Data outflow policy 2: Configure a trusted project

If the project data protection feature is enabled for the current project but data outflow is required, the project owner can configure the destination project as a trusted project of the current project. This way, data of the project can be transferred to the trusted project. If multiple projects are specified as trusted projects for each other, these projects form a trusted project group. Data of these projects can be transferred only within the group.

Manage trusted projects

The project owner can run the following commands to manage trusted projects:

  • To add a trusted project for the current project, run the following command:

     add trustedproject <project_name>;               
  • To remove a trusted project from the current project, run the following command:

     remove trustedproject <project_name>;            
  • To query all trusted projects of the current project, run the following command:

     list trustedprojects;                  

Best practices

To prevent data of a project from being transferred to other projects, the project owner must set projectProtection to true and perform the following operations to check configurations:

  • Run the list trustedprojects; command and make sure that no trusted projects are configured for the project. If a trusted project is configured for the project, the project owner must assess potential risks. The project owner can run the remove trustedproject <project_name>; command to remove the trusted project that is not needed.

  • Run the show packages; command and make sure that no data sharing packages are used in the project. If a data sharing package is used in the project, the project owner must ensure that the package does not contain sensitive data. The project owner can run the delete package <package_name>; command to delete the data sharing package that is not needed.
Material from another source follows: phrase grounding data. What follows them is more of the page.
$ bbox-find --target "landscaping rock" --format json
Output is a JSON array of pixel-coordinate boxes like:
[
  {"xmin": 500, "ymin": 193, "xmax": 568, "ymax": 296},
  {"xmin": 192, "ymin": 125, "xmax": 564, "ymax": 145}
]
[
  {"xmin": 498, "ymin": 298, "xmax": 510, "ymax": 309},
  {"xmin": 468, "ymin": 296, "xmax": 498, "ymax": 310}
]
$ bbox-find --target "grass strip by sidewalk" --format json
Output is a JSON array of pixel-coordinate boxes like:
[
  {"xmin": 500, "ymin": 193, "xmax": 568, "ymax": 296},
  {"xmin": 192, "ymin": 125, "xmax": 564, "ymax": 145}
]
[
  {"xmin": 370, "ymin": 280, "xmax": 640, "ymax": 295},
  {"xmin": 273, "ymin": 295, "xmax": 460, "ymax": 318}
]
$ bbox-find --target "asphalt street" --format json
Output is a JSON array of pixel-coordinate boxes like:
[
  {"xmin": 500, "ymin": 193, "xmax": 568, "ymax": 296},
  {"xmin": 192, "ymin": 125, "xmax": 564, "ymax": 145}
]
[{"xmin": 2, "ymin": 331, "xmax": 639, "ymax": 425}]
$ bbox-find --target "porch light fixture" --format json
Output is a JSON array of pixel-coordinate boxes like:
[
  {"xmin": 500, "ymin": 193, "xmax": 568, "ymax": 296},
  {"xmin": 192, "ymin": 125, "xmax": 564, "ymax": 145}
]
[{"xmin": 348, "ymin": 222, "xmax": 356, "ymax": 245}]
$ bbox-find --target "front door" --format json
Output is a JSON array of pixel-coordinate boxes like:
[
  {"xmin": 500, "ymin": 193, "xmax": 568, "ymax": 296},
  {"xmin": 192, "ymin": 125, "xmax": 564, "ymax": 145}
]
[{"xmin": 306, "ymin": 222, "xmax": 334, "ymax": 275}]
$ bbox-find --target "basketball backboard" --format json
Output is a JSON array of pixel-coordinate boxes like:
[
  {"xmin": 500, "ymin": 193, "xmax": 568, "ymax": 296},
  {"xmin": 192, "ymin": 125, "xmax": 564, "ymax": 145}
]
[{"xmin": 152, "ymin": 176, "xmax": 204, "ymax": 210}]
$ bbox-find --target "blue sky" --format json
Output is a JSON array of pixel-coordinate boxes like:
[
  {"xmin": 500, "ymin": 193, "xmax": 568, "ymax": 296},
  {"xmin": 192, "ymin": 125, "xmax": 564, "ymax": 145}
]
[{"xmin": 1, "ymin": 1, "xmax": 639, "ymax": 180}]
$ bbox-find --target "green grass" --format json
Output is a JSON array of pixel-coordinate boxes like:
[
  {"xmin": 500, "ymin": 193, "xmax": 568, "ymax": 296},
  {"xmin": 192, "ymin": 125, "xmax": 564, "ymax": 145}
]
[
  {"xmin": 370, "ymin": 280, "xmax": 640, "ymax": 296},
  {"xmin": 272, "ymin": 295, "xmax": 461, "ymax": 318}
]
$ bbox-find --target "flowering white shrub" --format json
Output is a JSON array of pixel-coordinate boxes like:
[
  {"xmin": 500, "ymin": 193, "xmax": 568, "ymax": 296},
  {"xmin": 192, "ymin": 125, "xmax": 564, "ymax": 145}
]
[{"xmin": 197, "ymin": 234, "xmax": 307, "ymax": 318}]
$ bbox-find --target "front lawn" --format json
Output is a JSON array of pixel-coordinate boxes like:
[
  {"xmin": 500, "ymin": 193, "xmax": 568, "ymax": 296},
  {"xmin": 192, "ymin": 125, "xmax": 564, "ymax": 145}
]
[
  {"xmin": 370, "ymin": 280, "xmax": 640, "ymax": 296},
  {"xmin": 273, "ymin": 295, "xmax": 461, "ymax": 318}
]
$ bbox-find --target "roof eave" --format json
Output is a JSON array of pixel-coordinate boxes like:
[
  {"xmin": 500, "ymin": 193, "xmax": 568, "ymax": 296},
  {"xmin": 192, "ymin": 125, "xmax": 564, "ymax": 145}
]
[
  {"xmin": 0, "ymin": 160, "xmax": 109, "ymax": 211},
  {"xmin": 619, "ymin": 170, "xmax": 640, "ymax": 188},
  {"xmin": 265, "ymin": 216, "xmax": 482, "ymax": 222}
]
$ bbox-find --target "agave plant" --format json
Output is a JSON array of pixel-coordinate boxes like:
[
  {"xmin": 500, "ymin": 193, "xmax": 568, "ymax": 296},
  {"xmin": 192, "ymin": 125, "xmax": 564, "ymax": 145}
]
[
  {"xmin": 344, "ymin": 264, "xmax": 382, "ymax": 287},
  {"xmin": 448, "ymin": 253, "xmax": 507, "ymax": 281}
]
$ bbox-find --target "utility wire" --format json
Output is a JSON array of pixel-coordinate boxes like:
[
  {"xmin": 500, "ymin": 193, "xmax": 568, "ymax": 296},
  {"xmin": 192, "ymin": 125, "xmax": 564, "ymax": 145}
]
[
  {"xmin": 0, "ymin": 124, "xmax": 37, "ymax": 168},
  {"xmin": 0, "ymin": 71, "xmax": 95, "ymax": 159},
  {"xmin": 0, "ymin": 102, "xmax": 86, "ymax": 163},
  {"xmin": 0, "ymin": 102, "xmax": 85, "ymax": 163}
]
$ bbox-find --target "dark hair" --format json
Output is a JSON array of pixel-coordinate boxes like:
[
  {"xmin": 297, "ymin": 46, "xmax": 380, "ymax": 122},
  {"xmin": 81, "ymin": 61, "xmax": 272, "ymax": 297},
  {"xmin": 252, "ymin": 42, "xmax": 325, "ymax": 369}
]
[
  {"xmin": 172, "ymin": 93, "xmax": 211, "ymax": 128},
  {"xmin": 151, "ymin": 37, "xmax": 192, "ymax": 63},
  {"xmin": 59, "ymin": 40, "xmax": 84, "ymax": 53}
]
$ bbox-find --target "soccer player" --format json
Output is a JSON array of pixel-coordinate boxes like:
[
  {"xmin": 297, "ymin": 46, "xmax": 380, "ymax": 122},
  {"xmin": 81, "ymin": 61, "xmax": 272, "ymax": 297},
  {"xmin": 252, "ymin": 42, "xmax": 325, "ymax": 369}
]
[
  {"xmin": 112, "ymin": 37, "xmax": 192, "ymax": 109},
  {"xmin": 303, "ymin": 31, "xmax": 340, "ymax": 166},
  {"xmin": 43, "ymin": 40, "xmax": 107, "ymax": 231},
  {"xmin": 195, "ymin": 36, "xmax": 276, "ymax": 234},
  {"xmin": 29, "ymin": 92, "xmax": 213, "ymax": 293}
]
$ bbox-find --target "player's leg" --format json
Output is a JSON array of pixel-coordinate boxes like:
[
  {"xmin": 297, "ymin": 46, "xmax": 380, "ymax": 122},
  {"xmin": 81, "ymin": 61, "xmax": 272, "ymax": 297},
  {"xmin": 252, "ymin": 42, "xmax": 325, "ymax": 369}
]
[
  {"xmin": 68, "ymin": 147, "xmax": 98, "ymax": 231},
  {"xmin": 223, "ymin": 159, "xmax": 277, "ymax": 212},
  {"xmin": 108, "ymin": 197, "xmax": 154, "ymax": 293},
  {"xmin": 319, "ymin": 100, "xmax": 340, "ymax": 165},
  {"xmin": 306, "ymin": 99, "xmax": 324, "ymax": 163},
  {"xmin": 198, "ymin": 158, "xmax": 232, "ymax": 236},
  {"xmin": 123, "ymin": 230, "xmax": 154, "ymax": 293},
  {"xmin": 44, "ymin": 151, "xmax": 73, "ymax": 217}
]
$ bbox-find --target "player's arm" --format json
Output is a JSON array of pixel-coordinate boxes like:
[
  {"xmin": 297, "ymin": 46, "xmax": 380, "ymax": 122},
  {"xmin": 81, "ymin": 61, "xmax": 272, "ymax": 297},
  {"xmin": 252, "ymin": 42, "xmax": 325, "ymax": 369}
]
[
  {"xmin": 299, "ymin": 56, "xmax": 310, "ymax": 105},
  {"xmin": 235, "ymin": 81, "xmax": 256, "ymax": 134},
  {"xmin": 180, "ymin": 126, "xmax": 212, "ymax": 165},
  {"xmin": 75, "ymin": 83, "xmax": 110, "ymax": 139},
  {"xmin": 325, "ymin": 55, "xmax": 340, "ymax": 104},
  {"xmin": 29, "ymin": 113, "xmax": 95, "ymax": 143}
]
  • You can enable the project data protection feature for a project to prevent the data from being exported from the project. The use of the project data protection feature is similar to the use of the feature that is used to migrate data across projects. The following scenarios are supported:

    • Execute the statement create table <Table in another project> as select * from <Table in a protected project>.

    • Execute the statement insert overwrite table <Tables in another project> select * from <Tables in a protected project>.

    • Write table data to tables in another project by running Spark jobs, MapReduce jobs, Graph jobs, Proxima CE, and Machine Learning Platform for AI (PAI) jobs.

    • Run the Tunnel download command to download MaxCompute table data to your on-premises machine. You can call the SDK Tunnel or call the Tunnel by using a Java Database Connectivity (JDBC) driver.

    • Run the CLONE TABLE command to copy the table data to a table in another project.

    • Call a user-defined function (UDF) to write table data to tables in other projects.

    • Call a UDF to write table data to MaxCompute external tables.

  • The project data protection feature and the Download access control can be used for a project to download data. If you want to download data from a project, you must check whether you have the related permissions on the project.

    • If you enable the project data protection feature and the Download access control for a project, you can download data from the project when you have the Download and Describe permissions on the project. A Describe authentication is triggered before you can run the Tunnel download command.

    • If you enable the project data protection feature and disable the Download access control for a project, you can download data from the project when you have the Select permission on the project and configure the exception policy for the download behavior.

    • If you disable the project data protection feature and enable the Download access control for a project, you can download data from the project when you have the Download and Describe permissions on the project.

    • If you disable the project data protection feature and the Download access control for a project, you can download data from the project when you have the Select permission on the project.